I spent all afternoon on Friday cruising the back roads, usually semi-lost, often having to turn back when it got too rough (the “Dream” is more of a nightmare once you leave the pavement). Eventually, after really getting very little accomplished, I ended up in a town called Soppong. After some pretty blah fried rice, I spent a very cold night in a thatch hut. I’m talking ball-shrivelling-even-with-six-blankets kind of cold. Literally. Yeah, I suppose I haven’t mentioned how surprisingly cold it gets up north, especially in the hills. Very near freezing, I’d guess, and it’s not like these places have furnaces, or even windows, for that matter. Anyway, I woke up severely disoriented, cocooned in blankets, listening to a musical clock chime coming from God-knows-where.

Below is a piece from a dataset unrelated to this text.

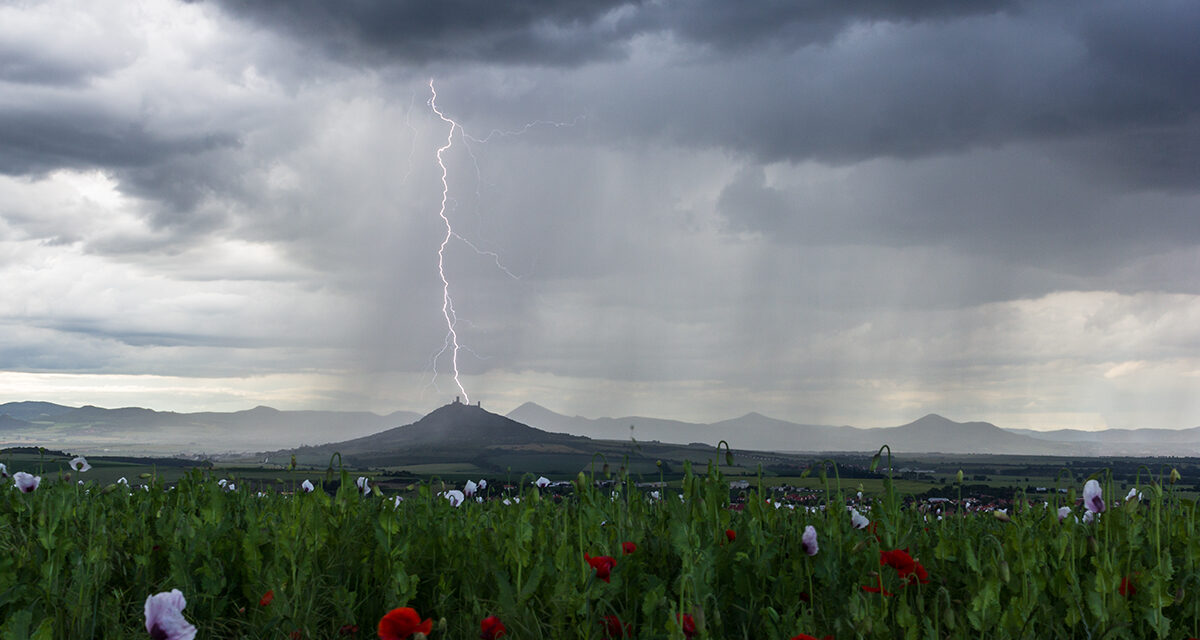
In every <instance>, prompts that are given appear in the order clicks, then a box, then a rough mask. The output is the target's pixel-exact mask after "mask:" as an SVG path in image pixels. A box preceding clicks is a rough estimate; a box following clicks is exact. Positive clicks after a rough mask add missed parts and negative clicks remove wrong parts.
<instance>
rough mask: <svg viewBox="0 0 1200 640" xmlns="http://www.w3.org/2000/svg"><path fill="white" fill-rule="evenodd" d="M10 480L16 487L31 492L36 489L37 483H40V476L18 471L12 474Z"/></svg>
mask: <svg viewBox="0 0 1200 640" xmlns="http://www.w3.org/2000/svg"><path fill="white" fill-rule="evenodd" d="M12 480H13V484H14V485H16V486H17V489H20V490H22V492H24V494H32V492H34V490H35V489H37V485H38V484H41V483H42V477H41V475H34V474H32V473H25V472H24V471H18V472H17V473H13V474H12Z"/></svg>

It took me a minute to realize, but it finally came to me: Stone’s basement! The chime was absolutely identical to the one in Stone’s parents’ basement that would drive me insane every time I crashed there, pissed out of my gourd, listening to it go off every fifteen minutes while I valiantly attempted to fight off the inevitable hangover despite sticky eyes and a shit-filled mouth. The memory was also nicely complemented by the fact that the bed was too short and I was hemmed in by the mosquito net (like mosquitoes are a big concern at that temperature) which felt hauntingly similar to the fancy little loveseat that always forced me to sleep cramped up in a whiny, queasy ball .Of course, all these memories go back about ten years to when Greg still lived at home; I’ve outgrown all that stuff. Naturally, when I eventually got a grasp on the situation, I was thrilled to realize that I was actually alone and freezing in a 6×8 shack instead of waking up from some nasty bender on 4th Ave in Martensville. Come to think of it, that’s a pretty tough call.

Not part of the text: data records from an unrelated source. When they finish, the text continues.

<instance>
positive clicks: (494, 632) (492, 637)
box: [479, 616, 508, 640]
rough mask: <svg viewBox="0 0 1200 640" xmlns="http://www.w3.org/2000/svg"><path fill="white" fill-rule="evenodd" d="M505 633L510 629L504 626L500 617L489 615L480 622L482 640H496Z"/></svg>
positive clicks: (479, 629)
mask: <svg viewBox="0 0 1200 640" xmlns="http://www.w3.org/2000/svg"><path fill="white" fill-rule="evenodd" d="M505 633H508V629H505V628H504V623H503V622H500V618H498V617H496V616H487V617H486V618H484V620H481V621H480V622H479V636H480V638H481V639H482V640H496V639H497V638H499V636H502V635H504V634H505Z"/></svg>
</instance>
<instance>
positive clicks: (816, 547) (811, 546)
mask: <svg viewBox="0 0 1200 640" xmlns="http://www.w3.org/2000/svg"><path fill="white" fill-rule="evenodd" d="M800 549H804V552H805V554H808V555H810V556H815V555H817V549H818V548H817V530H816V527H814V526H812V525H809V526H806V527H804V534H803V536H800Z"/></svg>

On Saturday, I went to see Tham Lod, a massive labyrinth of caves buried under the mountains and split by an underground river. The first word that comes to mind is “wow”. They caves are huge, each one the size of a parking lot with a roof that towers in the darkness several stories above. Stalagmites, stalactites, cave drawings; the whole she-bang, baby! I hope my pictures turn out (I bought a disposable with no flash) because I can’t truly do it justice with words.

Last night I made it back to Pai and this morning I hopped on a bus back to Chiang Mai to meet up with Laynni again and see her parents off on a train back to Bangkok. From there they’ll be flying back home. I got to the “bus terminal” (really just a vacant lot with a bench) plenty early, just as Laynni had advised (they had done the exact same trip the day before). Once there, I staked a claim to a seat by leaving my little bag of  travelling provisions (water, chocolate bar, banana), and wandered off to get some breakfast. Half an hour later, as I sauntered back to the bus, still ten minutes early, I noticed that there appeared to be too many heads in the window in the vicinity of “my” seat. Uh oh. Sure enough, two teenage Thai girls had decided that they’d like to sit together, rather than apart, to my apparent misfortune. Well, there was, shall we say…………an incident………..and, in the end, we all ended up sharing one seat, which was incredibly uncomfortable and probably worse than standing anyway. It was a matter of principle, though. Why is it that the word “principle” always seems to follow something shitty?

I did make it back to Chiang Mai eventually, though, and (as far as we know) Lyle and Nadine made the train to Bangkok. Now, tomorrow morning we’re heading to Nan, a rarely-visited province close to the Thai-Lao border. After that, Laos! Then……the great beyond! Which roughly translates to, “We have no frickin’ idea”. Steady as she goes.